Background information
- Also known as: Voice of the Sahara
- Born: 15 May 1958 Uad Tazua, Spanish Sahara
- Died: 22 August 2015 (aged 57) Sahrawi refugee camps, Tindouf, Algeria
- Genres: Blues music, folk music, roots music
- Occupations: Musician, songwriter
- Instruments: Vocals, percussion
- Years active: 1976–2015
- Label: Nubenegra
- Website: web.archive.org/web/20170911134618/http://mariemhassan.com/

= Mariem Hassan =

Sahrawi singer (1958–2015)

Mariem Mint Hassan (مريم منت الحسان; 15 May 1958 – 22 August 2015) was a Sahrawi singer and lyricist. She usually sang in Hassaniya, an Arabic variant spoken mostly in Western Sahara and Mauritania, occasionally singing in Saharan Spanish.

==Biography==
===Life===
Mariem Hassan was born in May 1958 in Uad Tazua, 20 km. away from Smara, Spanish Sahara. She was the third of ten siblings in a nomadic family. Music and poetry was important in the family and various relatives were singers, poets or dancers. In 1975, following the Green March and the Madrid Accords which ceded the territory to Morocco and Mauritania, she went with her family, first to Meharrize and finally to the Sahrawi refugee camps in Tindouf, Algeria, where she worked as nurse. Three of her brothers were killed during the Western Sahara War.

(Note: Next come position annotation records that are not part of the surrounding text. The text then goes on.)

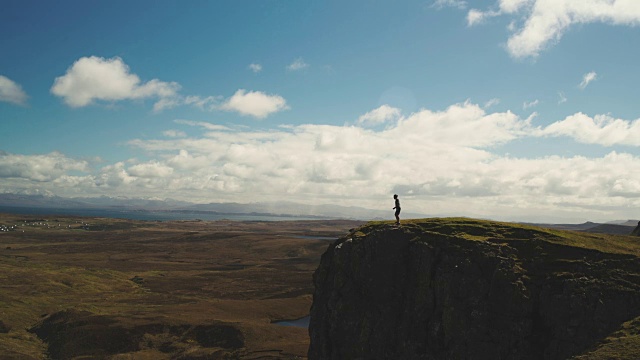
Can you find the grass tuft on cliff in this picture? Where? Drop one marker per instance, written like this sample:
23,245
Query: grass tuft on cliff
495,231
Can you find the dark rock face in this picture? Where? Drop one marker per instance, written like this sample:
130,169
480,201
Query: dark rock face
483,291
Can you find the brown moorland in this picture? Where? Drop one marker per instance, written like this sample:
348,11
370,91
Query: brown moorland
74,287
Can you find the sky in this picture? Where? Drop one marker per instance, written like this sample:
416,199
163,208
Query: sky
517,110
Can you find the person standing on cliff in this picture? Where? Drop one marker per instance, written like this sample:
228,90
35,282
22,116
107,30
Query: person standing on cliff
397,208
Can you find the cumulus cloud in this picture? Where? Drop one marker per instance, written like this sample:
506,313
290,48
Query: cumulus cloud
152,169
602,130
256,68
46,167
254,103
174,133
297,64
442,162
11,92
492,102
96,78
546,21
587,78
380,115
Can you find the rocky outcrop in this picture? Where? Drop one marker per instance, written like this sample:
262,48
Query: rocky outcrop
467,289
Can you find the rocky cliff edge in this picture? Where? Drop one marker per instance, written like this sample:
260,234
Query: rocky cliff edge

She lived there until 2002, when for work and health reasons she moved to Spain, first to Barcelona and then to Sabadell, where she lived with her husband and sons. She returned to Western Sahara some time prior to her death in 2015.

===Career===
In early 1976, Hassan joined the musical group Shahid El Hafed Buyema, which, following the death in combat of El-Ouali Mustapha Sayed, first president of the Sahrawi Arab Democratic Republic, became Shahid El Uali. She travelled with the band to many countries, playing at cultural events and headlining a number of world music festivals.

In 1998, Shadid El Uali disbanded, and Hassan started her solo career with a pair of songs on the album Sahrauis: The Music of the Western Sahara (A pesar de las heridas), released by the Spanish label Nubenegra. For the following concerts in Europe, she was accompanied by the group Leyoad (in which Nayim Alal plays the guitar). Following the success of their live performances, they recorded in 2000 a collaboration album, Mariem Hassan con Leyoad (in 2002).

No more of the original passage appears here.